Palavras como corrupção, roubo, fraude, burla não são sinónimos elegantes de dúvida. Têm peso jurídico, peso moral, e arrastam atrás de si reputações, por vezes, impolutas – as dos visados, mas também as dos trabalhadores, dos parceiros, dos agentes culturais, entre outros. Como se, de repente, por insensata baboseira verbal, todos fossem transformados em arguidos ou até acusados. Não fosse ele um advogado experiente, Pedro Nascimento Cabral acerta em toda a letra quando lembra que a democracia precisa do contraditório, mas também precisa da prova. A primeira sem a segunda é apenas ruído que não pode ficar impune, e menos ainda tornar-se ato banal e quotidiano.
2. O “bota abaixo” nas redes está a dominar a opinião dos cidadãos. Surge um vídeo de quinze segundos, sobre uma treta qualquer, cortado, descontextualizado, e, súbito, já estão todos a comentar sem sequer perguntar se o que viram é real ou a razão de ser do vídeo. Primeiro é “bota abaixo”, depois a pergunta.

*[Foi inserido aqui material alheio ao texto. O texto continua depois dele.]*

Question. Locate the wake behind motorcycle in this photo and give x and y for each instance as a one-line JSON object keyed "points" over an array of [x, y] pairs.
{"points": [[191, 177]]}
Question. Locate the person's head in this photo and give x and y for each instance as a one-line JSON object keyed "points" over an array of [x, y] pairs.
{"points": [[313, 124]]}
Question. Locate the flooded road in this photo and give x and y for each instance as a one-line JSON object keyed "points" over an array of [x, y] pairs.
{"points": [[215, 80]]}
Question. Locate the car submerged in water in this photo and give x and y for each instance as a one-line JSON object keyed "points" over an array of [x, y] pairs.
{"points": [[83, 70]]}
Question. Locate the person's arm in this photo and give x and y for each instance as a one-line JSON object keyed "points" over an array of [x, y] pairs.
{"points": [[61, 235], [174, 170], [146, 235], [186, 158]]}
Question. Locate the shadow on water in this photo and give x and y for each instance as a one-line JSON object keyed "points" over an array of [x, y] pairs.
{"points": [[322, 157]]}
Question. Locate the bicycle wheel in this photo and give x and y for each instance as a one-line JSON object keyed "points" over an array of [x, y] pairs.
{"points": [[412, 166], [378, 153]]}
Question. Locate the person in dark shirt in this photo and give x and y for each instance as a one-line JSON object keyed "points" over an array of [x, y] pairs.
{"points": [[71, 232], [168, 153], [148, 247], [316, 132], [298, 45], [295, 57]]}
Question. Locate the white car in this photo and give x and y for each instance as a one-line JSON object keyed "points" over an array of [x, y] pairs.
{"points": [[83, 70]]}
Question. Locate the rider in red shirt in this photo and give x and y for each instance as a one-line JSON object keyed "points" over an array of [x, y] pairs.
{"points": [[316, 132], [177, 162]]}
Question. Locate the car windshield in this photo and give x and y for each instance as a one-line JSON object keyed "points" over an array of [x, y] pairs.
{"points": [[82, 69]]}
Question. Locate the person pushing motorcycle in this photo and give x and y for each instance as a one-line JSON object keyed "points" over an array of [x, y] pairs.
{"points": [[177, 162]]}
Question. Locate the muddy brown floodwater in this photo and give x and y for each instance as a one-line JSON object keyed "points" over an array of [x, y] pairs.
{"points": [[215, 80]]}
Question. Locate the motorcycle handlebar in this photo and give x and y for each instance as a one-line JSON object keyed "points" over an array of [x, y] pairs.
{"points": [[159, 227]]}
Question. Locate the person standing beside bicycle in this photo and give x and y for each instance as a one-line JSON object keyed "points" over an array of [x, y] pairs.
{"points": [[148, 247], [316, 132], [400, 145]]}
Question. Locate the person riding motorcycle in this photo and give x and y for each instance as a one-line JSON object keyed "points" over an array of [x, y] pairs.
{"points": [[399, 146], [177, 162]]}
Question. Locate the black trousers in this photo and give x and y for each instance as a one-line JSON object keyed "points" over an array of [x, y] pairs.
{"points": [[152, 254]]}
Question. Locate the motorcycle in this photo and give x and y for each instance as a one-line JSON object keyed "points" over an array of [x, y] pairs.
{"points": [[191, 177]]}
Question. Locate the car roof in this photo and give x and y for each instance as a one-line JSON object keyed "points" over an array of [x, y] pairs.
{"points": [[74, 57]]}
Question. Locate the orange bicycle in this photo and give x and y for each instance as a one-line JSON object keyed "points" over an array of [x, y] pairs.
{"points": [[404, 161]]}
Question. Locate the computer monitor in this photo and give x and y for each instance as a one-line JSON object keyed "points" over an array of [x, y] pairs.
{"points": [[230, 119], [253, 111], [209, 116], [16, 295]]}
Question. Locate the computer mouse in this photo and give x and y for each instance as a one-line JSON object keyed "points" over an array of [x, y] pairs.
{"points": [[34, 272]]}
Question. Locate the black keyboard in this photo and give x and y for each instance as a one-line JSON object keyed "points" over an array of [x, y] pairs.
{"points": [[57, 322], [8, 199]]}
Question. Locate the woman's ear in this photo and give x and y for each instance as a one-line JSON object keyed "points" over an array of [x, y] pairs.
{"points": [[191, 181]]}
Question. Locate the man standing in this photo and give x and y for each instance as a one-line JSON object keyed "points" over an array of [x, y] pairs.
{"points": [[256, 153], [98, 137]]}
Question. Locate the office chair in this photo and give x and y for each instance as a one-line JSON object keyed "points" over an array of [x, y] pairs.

E para onde isto nos leva, sinceramente, prefiro nem saber. Caminhamos rumo a um mundo onde já ninguém se atreve a afirmar publicamente que este anonimato digital é um comportamento perigoso, com medo do linchamento que vem a seguir. Nas redes, qualquer indivíduo consegue destruir a reputação alheia num segundo, sem prova nenhuma e sem nunca precisar de assumir a cara. É como uma espécie de ditadura invertida — já não é o Estado que nos cala, somos nós próprios, uns aos outros, escudados no anonimato e no gosto fácil. No final, ganha quem grita mais alto e mais depressa, não quem tem razão — e isso, numa sociedade que se preze, devia mesmo preocupar-nos.